04:23 PM EST, 12/02/2024 (MT Newswires) -- (Adds more detail, comment from Stellantis ( STLA ), StarPlus Energy and the US Department of Energy beginning in fourth paragraph.)
Stellantis' ( STLA ) FCA US subsidiary and Samsung SDI, in a joint venture called StarPlus Energy, have received conditional approval for a $7.54 billion loan package through the US Department of Energy to help fund construction of two lithium-ion battery cell and module manufacturing plants in Kokomo, Indiana, proposed by the companies, the Loan Programs Office of the federal agency said Monday.
The loan is conditioned on the partnership satisfying certain technical, legal, environmental, and financial conditions.
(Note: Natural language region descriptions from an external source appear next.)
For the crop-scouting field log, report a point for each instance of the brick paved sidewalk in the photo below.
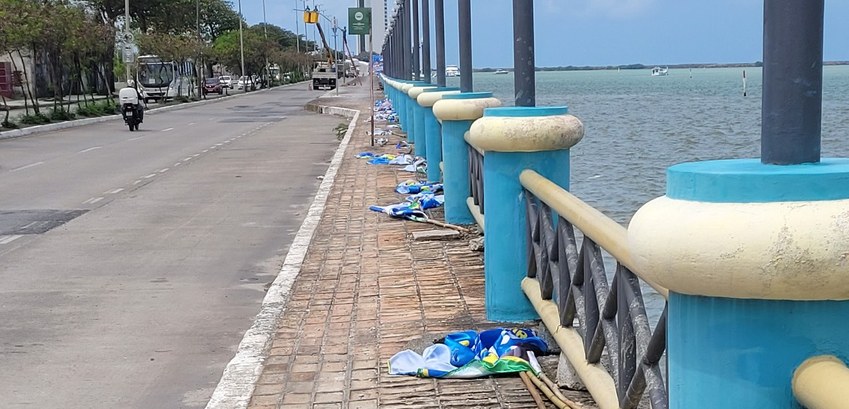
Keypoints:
(367, 291)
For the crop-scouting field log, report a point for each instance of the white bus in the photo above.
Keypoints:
(162, 80)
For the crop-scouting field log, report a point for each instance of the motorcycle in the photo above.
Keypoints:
(131, 111)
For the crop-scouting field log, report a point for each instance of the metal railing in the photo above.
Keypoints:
(476, 177)
(613, 326)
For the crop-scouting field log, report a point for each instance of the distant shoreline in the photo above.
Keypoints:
(756, 64)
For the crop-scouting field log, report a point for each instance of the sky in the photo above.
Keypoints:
(599, 32)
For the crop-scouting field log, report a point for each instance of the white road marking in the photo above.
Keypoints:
(27, 166)
(9, 239)
(28, 225)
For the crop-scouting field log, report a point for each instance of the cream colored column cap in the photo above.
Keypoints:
(794, 250)
(525, 129)
(427, 99)
(463, 109)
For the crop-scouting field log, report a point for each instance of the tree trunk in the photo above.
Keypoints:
(35, 106)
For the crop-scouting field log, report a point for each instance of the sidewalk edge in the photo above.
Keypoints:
(236, 387)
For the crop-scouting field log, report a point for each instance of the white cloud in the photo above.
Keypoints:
(618, 9)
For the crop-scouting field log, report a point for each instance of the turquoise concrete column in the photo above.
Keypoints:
(457, 112)
(404, 107)
(432, 130)
(417, 119)
(514, 139)
(756, 259)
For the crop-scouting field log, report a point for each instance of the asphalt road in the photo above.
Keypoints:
(131, 263)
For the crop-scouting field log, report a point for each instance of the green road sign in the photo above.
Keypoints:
(359, 20)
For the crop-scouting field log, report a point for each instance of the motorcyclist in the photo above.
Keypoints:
(140, 102)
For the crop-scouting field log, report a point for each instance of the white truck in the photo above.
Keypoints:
(324, 76)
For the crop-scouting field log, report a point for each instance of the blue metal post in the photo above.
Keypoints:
(416, 47)
(455, 155)
(439, 27)
(465, 31)
(524, 70)
(426, 41)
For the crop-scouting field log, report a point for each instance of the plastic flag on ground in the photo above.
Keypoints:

If finalized, the loan for the companies' StarPlus Energy joint venture would consist of $6.85 billion in principal and $688 million in capitalized interest, the department's loan office said.
At full capacity, the project is expected to produce about 67 gigawatt hours of battery capacity, which would be enough to supply around 670,000 vehicles each year while replacing about 260.3 million gallons of petroleum annually, the loan office said.
StarPlus Energy told MT Newswires, it was one step closer to its "goal of becoming the world's leading provider of energy solutions for e-mobility" with this loan.
A Stellantis ( STLA ) spokeswoman said the new factory in Indiana expects to begin battery production later this month, with the second phase of the project is scheduled to launch in 2028.
Overall, the Energy Department's Loans Programs Office has announced 32 deals with nearly $54.6 billion in combined value since President Joe Biden took office in 2017. Other recipients include electric pickup truck manufacturer Rivian (RIVN), ethanol producer Gevo (GEVO), insulation products distributor Aspen Aerogels (ASPN) and EVgo (EVGO), which is building a nation-wide network of recharging stations for electric vehicles.
An Energy Department spokesperson told MT Newswires the agency expects incoming Trump Administration to continue supporting previously approved projects.
"There is steel in the ground and job openings at new or expanded facilities around the country," the spokesman said. "It would be irresponsible for any government to turn its back on private sector partners, states and communities that are benefiting from lower energy costs and new economic opportunities spurred" by the Loans Programs Office.